Is it possible to place a macro in a namespace in c++?

Question

My application uses another output than the standard output for logging information, which is why I wrote my own Log(), Error(), Panic() and Assert() functions. To organize things nicely, I enclose all the debugging stuff in a Debug namespace.

It would make more sense for the Assert() function to also provide a source file and line number, which is only possible using the __LINE__ and __FILE__ macros. However, it is pretty unpleasant, inefficient etc... to always have to specify these two parameters.

So this is how my code would look like:

namespace Debug {
   void Assert (int condition, std::string message, std::string file, int line);
}

My question is, is it possible to place a macro which includes those two parameters inside the Debug namespace? Like this:

namespace Debug {
   void Assert_ (int condition, std::string message, std::string file, int line);
   #define Assert(a,b) Assert_(a, b, __FILE__, __LINE__)
}

// .... Somewhere where I call the function ....
Debug::Assert (some_condition, "Some_condition should be true");

// Output: Assertion failed on line 10 in file test.cpp:
//           Some_condition should be true

Is this valid c++? If not, is there any way of making this work?

Answer 1

Is it possible to place a macro in a namespace in c++?

No.

#define is a preprocessor directive. The macros are being replaced before anything else apart from removing comments (which means, before compilation). So at the time macros are replaced, the compiler knows nothing about your namespaces.

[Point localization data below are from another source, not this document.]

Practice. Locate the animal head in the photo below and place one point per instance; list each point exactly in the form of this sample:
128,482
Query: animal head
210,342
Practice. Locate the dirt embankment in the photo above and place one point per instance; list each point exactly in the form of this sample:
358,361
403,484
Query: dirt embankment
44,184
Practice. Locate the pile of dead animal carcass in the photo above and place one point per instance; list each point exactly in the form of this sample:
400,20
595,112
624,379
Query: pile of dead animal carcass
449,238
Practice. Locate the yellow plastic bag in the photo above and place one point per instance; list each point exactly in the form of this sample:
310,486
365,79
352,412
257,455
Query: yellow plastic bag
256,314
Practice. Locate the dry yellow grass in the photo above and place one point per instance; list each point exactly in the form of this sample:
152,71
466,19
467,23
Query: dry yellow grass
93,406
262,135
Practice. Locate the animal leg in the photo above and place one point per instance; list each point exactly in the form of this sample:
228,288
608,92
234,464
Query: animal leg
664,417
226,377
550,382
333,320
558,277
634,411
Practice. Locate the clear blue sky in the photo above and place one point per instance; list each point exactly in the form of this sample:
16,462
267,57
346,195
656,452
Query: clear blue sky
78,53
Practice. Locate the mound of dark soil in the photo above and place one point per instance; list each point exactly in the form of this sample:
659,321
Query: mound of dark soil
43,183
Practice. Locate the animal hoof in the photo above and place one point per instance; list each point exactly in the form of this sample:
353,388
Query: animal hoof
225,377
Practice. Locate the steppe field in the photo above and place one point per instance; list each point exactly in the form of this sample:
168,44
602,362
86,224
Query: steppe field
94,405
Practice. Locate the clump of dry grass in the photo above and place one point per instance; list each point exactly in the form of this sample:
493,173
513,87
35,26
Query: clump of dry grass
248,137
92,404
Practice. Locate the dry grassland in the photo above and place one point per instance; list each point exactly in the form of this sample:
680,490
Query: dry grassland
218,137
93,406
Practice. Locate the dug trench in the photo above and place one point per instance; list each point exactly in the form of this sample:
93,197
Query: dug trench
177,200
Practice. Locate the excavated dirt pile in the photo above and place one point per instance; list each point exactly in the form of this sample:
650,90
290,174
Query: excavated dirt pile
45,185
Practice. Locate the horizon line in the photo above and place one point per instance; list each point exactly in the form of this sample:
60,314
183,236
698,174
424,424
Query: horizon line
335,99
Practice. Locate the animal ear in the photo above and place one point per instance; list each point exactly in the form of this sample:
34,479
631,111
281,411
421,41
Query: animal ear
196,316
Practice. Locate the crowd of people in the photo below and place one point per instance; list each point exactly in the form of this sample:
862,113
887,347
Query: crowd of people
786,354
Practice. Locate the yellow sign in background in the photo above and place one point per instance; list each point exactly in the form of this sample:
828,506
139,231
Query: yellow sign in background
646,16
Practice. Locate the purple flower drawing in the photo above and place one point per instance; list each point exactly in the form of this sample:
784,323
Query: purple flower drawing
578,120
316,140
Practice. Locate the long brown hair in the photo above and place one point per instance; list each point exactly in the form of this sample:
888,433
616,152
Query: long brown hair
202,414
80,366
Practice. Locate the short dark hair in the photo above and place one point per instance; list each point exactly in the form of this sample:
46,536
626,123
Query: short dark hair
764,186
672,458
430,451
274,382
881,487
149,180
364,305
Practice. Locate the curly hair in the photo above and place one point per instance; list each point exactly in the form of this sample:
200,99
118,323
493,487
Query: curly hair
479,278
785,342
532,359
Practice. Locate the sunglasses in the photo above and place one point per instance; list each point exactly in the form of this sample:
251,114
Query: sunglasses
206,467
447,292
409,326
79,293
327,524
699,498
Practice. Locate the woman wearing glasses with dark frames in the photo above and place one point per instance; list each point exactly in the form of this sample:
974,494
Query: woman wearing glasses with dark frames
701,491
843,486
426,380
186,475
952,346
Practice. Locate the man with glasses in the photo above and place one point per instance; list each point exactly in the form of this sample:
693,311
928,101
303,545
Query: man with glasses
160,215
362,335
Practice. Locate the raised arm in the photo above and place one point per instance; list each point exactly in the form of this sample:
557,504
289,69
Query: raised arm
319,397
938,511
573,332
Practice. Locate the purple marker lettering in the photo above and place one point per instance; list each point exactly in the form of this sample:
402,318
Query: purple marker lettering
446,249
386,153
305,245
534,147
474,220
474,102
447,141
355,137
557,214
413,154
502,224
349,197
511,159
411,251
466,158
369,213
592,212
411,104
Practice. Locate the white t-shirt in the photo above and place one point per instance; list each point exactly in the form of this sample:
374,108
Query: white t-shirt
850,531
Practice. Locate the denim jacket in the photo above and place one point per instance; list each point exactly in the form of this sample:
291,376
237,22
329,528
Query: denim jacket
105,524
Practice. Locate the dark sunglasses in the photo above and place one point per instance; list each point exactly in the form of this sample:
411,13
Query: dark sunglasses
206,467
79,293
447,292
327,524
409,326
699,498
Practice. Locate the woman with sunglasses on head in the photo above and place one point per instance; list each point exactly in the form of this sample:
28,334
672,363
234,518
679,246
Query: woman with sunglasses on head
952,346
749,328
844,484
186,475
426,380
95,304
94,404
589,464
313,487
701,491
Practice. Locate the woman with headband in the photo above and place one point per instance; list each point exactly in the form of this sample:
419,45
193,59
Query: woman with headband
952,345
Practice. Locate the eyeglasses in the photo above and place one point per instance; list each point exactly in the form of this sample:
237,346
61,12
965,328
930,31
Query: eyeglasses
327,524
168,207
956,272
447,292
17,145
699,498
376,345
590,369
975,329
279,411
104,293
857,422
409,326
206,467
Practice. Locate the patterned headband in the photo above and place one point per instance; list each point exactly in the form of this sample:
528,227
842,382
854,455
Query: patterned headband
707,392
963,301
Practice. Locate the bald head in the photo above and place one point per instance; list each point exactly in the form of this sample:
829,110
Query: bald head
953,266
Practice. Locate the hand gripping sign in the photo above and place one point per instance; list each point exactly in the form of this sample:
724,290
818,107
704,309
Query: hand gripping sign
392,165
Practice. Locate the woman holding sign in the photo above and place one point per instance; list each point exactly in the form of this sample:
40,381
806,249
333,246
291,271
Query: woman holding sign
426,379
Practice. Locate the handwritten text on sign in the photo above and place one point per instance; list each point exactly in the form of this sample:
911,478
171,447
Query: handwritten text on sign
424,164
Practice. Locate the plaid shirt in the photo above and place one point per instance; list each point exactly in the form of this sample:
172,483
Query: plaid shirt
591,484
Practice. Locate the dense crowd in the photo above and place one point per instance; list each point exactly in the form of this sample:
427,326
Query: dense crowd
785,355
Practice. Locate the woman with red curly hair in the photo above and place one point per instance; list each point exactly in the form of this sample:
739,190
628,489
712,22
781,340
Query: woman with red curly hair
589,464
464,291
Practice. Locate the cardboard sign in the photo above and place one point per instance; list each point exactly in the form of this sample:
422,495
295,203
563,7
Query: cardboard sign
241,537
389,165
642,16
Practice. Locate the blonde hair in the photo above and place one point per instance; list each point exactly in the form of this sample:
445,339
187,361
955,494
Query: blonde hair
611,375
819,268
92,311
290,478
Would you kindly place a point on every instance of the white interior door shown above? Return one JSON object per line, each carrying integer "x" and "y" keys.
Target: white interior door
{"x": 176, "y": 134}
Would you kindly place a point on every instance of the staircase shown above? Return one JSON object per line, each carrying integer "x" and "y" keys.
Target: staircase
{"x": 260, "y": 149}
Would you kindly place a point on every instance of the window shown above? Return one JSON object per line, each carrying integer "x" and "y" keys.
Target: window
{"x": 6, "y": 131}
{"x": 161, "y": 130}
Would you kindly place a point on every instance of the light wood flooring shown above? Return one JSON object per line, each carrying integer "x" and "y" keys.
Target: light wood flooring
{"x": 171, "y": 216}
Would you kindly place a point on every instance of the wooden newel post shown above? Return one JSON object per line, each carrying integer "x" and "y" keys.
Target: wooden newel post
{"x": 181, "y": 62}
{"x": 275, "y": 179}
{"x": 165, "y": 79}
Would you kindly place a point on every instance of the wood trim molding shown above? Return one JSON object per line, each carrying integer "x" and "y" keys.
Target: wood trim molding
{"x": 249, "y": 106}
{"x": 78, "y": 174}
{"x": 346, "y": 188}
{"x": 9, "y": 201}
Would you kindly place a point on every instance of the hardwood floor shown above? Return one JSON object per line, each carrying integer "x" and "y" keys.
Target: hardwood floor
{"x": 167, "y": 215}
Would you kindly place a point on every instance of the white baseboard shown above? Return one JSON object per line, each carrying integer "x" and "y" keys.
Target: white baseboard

As other people state, in your case it will be fine. However, This is how you can get problems:

namespace A
{
 void Assert_ (int condition, std::string message, std::string file, int line)
 {
     std::cout << "A";
 }
   #define Assert(a,b) Assert_(a, b, __FILE__, __LINE__)

}
namespace B
{
 void Assert_ (int condition)
 {
     std::cout << "B";
 }
   #define Assert(a,b) Assert_(a)

}

int main(int argc, char *argv[])
{
    A::Assert(0,"asdasd");
    B::Assert(0,"asdasd");
}

So while it looks like the defines are "in the namespaces", they are not, and the last #define will be always be used, which in this case will lead to a compile-time error, because the code in main will be replaced by:

A::Assert(0);
B::Assert(0);

instead of

A::Assert(0,"asdasd", _FILE_, _LINE_);
B::Assert(0);

Answer 2

No, the preprocessor doesn't care about namespaces at all. In fact, the preprocessor runs, at least conceptually, before the compiler sees anything.

For myself, I just do a standard ASSERT macro, and expect that no "sane namespace" has something called ASSERT. Problem solved. Should I require a library that has an ASSERT of its own then I can still decide how to deal with this; however, the only library that I'm currently using with its own "assert" calls it BOOST_ASSERT or something like that...

Answer 3

namespace Debug
{
    void Assert_(int condition, std::string message, std::string file, int line);
    #define Assert(a,b) Assert_(a, b, __FILE__, __LINE__)
}

// .... Somewhere where I call the function ....
Debug::Assert (some_condition, "Some_condition should be true"); 

This specific usage would do exactly what you want, but the Assert macro is in no way part of the Debug namespace... it's exactly as if you'd done:

namespace Debug
{
    void Assert_(int condition, std::string message, std::string file, int line);
}

#define Assert(a,b) Assert_(a, b, __FILE__, __LINE__)

// .... Somewhere where I call the function ....
Debug::Assert (some_condition, "Some_condition should be true"); 

Here, the substitution works not because Assert was in the Debug namespace (it's not in your code or this code, and the preprocessor has no clue what namespaces are about) - it works because Assert is recognised as an identifier for a macro, the substitution of Assert_ is made, then later the compiler proper happens to find there's a Debug::Assert_ So, say you have somewhere later in your translation unit you have some completely unrelated code:

my_object.Assert(my_functor);

The macro substituion will still kick in to produce a compile-time error saying you have the wrong number of arguments to a macro. Say the unrelated code was instead:

my_object.Assert(my_functor, "some text");

Then that would be replaced with:

my_object.Assert_(my_functor, "some text", __FILE__, __LINE__);

(Separately, it's standard practice not to use lower case letters in preprocessor macro names).

Answer 4

You can try __PRETTY_FUNCTION __ macro to print all the namespaces including function arguments.

Answer 5

Yes, and your macro would expand to exactly what you expect.

Debug::Assert (some_condition, "Some_condition should be true");

would be replaced by

Debug::Assert_(some_condition, "Some_condition should be true", __FILE__, __LINE__)